Okay, we need to have a serious conversation about time horizon. Investors in Africa need to have a long-term view:
(1) Things just take longer. There are more shocks, uncertainties, roadblocks, and regulatory complexity to navigate. I’ve lived through an election cycle, a surprise new regulation, a currency devaluation, and a destroyed crop from extreme weather. And yet, these entrepreneurs are resilient, going to work every day to keep building. The best ones reach the top while so many others have faltered. I’d be honored to go to battle with them any day.
(2) There is research indicating that significant value creation in emerging economies happens in the 2nd decade (when most VC funds have already gone).

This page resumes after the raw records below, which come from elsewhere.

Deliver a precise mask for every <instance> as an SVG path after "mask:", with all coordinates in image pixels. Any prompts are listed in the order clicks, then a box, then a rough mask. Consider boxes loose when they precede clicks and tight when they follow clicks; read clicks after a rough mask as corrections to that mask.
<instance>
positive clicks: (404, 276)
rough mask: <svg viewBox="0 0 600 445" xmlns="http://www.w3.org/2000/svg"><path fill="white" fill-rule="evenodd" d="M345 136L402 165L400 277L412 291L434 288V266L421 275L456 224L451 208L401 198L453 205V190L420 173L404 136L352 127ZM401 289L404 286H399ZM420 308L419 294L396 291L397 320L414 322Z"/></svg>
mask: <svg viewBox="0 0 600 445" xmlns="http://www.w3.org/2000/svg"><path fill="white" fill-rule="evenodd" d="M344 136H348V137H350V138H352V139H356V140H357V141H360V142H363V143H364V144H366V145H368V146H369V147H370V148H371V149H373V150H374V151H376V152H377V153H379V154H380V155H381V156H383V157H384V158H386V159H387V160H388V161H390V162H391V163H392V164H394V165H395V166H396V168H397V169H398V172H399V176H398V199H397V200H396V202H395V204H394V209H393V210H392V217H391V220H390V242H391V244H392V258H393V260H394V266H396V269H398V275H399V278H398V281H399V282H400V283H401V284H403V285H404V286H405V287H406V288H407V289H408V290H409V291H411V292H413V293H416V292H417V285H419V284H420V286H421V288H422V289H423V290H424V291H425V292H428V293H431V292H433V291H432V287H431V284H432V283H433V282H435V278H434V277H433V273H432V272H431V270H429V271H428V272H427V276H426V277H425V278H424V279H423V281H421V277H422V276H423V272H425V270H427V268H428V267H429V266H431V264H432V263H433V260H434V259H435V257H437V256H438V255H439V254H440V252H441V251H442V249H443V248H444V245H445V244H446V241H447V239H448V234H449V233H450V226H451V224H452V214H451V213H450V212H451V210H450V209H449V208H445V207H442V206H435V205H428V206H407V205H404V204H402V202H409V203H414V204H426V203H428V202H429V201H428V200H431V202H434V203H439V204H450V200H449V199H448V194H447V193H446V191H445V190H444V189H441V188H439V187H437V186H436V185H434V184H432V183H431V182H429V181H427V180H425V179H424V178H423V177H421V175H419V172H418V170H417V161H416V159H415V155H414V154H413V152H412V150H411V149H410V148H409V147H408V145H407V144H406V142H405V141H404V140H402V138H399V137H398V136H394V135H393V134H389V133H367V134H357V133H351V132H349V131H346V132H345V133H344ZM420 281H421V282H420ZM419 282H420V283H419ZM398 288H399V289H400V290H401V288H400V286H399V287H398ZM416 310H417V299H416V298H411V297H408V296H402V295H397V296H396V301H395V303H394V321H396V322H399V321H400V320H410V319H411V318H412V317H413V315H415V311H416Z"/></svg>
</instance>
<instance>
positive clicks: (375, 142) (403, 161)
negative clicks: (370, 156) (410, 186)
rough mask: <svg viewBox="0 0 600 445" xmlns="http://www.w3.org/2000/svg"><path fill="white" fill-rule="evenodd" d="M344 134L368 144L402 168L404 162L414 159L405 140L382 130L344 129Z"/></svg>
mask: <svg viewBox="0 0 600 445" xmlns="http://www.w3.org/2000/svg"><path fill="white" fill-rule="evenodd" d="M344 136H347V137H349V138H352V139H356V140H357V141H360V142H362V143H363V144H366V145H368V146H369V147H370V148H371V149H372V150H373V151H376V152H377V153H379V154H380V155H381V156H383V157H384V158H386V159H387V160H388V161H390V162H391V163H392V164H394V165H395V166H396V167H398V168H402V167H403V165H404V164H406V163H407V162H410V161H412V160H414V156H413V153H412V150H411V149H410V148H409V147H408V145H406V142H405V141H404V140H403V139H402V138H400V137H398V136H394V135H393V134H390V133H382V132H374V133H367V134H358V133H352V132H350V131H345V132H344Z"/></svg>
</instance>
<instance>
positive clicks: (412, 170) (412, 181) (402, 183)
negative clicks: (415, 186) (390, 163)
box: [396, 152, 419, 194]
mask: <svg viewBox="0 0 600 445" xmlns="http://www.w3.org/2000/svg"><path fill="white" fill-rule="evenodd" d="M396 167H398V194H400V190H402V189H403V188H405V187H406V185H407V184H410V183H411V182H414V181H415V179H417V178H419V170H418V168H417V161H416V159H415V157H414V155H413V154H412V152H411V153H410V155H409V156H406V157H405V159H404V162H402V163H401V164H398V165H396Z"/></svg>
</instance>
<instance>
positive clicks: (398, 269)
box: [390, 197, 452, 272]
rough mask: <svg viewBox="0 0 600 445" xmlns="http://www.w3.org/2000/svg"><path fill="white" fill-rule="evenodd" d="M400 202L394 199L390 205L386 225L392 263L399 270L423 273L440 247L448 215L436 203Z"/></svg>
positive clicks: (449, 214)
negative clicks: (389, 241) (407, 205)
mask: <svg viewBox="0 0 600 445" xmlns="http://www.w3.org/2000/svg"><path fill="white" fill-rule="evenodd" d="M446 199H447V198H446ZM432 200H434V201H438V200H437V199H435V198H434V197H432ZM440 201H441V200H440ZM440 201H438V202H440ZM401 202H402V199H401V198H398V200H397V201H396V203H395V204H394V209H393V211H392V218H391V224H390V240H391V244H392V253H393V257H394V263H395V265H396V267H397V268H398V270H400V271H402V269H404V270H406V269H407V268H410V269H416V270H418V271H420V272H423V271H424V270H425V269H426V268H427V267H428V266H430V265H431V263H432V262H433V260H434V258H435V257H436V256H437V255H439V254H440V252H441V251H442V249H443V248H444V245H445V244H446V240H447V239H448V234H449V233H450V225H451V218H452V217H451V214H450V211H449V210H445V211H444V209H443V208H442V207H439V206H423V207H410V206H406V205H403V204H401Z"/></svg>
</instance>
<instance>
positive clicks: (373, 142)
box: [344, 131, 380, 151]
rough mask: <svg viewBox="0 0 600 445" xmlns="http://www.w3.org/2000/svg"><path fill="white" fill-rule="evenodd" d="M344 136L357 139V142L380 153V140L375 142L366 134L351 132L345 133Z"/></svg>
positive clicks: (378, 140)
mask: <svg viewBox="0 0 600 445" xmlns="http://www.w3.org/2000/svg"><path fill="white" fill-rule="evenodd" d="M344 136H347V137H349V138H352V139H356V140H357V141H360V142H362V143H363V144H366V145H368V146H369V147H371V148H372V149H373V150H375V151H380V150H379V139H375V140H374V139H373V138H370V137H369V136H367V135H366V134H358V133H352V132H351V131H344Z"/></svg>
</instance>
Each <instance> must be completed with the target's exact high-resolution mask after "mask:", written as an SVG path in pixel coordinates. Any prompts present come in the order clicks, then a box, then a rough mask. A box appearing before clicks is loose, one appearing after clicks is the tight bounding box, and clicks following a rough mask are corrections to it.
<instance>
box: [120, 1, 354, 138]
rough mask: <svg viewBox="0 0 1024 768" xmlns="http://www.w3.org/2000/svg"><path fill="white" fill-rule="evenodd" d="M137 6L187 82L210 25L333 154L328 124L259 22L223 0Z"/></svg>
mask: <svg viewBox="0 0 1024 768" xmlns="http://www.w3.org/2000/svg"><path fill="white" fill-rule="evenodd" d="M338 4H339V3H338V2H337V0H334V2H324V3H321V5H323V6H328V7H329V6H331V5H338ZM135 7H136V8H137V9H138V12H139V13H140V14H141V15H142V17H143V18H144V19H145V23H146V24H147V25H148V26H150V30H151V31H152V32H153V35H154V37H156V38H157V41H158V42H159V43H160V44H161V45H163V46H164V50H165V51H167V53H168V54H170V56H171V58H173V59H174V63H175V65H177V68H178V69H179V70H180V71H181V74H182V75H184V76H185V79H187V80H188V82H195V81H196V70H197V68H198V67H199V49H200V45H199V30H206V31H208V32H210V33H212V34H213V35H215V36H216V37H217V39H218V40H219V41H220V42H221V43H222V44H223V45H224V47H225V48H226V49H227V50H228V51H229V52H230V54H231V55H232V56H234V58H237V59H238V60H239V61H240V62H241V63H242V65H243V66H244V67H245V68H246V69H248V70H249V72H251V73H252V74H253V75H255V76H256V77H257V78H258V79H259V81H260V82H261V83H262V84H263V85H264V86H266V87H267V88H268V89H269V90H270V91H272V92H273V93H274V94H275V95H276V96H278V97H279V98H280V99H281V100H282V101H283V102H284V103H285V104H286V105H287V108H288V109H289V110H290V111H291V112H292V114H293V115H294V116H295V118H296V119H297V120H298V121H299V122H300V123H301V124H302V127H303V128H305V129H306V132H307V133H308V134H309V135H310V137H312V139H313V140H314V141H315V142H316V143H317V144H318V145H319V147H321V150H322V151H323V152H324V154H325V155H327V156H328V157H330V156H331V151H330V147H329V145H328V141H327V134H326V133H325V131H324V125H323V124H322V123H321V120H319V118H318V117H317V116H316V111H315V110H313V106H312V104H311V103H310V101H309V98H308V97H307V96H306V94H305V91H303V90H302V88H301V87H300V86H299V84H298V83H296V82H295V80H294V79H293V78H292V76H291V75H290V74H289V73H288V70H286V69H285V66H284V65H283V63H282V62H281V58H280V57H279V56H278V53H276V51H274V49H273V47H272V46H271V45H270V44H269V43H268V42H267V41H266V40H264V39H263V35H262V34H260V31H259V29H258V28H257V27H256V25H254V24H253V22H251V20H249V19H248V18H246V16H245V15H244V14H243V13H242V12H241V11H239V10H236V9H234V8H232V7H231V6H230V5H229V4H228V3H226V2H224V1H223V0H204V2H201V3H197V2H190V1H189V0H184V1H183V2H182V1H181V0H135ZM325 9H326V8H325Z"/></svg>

(3) I especially think this is true for these next 15 years in Kenya, where the ingredients for a vibrant startup ecosystems are brewing nicely. As Osarumen Osamuyi so aptly stated, “ecosystems develop very slowly, and then all at once.” I think the “all at once” won’t be in 5 years, but also won’t take 15.
5. Invest in Africa*, understanding that many common stereotypes are harmful stereotypes.
On the darker side, some dismiss Africa as merely conmen, child soldiers, slums, corruption, and endless poverty. Not the complete picture. On the butterflies-everywhere side, some hype Africa as the land of endless opportunity with countless youth, leapfrogged mobile infrastructure, and a catapulting middle class. Also not complete. The truth incorporates both of those half-truths, leading us to this:
The opportunities for financial return AND human flourishing are abundant in Africa. As we found in our research, Tayo Akinyemi wrote, “A more measured perspective is that significant, profitable opportunities exist despite, and arguably because, of the challenges.”
But it requires looking underneath the surface. Local insight. Deep trust. The hard work of getting to know people and culture. Fresh models. The long-term view.